Write a letter to the emotion that has had the most impact in your grief, just as you

would write a letter to a person.

• Tell the emotion how it has made you feel at different times and in different situations.

• Tell it about the impact it is having on your life right now.

• Explain to the emotion how you feel about it.

• Explain the things that you understand about your relationship with the emotion and the things that confuse or scare you about your relationship with that emotion.

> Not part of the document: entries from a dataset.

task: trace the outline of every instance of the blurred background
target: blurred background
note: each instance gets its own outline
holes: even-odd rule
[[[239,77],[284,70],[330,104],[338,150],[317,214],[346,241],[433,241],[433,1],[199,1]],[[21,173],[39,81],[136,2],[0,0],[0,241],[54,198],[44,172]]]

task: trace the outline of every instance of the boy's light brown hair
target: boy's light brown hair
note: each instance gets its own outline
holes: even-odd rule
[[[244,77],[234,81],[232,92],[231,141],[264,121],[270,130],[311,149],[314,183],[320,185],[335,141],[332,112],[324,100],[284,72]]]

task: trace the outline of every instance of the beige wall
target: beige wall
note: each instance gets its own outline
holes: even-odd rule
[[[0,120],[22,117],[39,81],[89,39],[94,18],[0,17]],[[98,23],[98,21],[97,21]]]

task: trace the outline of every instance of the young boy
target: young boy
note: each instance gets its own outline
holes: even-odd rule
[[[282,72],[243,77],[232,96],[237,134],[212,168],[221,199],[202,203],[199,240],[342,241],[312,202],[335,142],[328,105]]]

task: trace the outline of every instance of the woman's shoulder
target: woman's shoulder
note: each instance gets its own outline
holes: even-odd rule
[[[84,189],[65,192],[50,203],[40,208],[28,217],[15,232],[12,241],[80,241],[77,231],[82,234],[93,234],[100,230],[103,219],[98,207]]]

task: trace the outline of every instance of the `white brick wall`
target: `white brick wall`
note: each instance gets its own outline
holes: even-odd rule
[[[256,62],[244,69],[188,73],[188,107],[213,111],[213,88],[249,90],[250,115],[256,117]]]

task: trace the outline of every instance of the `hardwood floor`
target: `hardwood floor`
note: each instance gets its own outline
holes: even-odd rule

• Close the letter by telling the emotion what you want the future of your relationship.

Dear Relief,

How dare you come stomping into my life! You have made me feel like a bad person.

On the days after fighting mom and her disease (diaper changes), you first showed your

face. Teasing me with the idea of what it would be like once she was gone. You teased

me on the days when I couldn’t go see my daughter play soccer because I had to stay

home and care for Mom. You stole my thoughts and projected them a year in advance.

You made me wonder how much easier things would be once my caregiving task was

done. Then you made your big debut when I was able to go on vacation due to respite

care for Mom. You made a big impression, and I almost forgot for a week that I was a

caregiver. You cast a spell on me to the point where I barely called to check up on Mom

while I was away.

Dear relief, I hate you because you made me like you. Liking you meant I was a bad

person. Liking you meant giving up on mom. Liking you meant I’d also have to get

chummy with GUILT. Liking you meant losing mom. You impact my life almost every

day. To be relieved that caring for mom is over is a massive contradiction. How can I be

sad, depressed, have no motivation AND be relieved all at the same time. You cause an

internal argument in my head I can’t silence.

I suppose I understand on some level you must be a part of my life. After all, I’m only

human. Taking care of mom 24-7 was a big task. It changed my life in a very big way. I

suppose it’s natural to feel relief when things go back to “normal.” My normal will never

be the same BY THE WAY.

I just don’t like the push/ pull that is happening by having you around. I always have

guilt associated with our relationship. It scares me to let you in. Allowing you to be a part

of my life actually represents happiness in a twisted way. But it also represents

abandonment. It upsets me that, to let you in, to be happy, to start living among others,

means I abandon my caregiving role, and consequently abandon my mom.

Dear relief, I guess I could make things better on myself and kick you to the curb.

Then all the conflict and guilt would go away. But in doing that, I’m abandoning

something bigger, the journey. My journey as caregiver changed me forever. It changed

me in a good way. My journey as a caregiver is leading me somewhere I feel I need to

be. It’s all still very cloudy and unknown, but it is a strong invisible force pulling me

forward. Recognizing all journeys have a beginning and an end, I hate admitting the end

of my caregiving journey does indeed represent relief. I must find a way to embrace

the idea that my mom’s journey with Alzheimer’s is over. Though this is a sad thought,

because it means she’s gone, it also means her suffering is over.

So, no matter how much I loathe you at times, and hate the inner conflict you cause,

I’ll keep space for you. After all, learning to live with you is much better than having my

mom live with Alzheimer’s. Not being able to think, walk, talk, feed herself, seems far


Dear relief, I will make the ultimate sacrifice for my mom and I will bear the

burden of our continued tumultuous relationship. I will do this for my mother’s relief and

for her freedom from a horrible disease.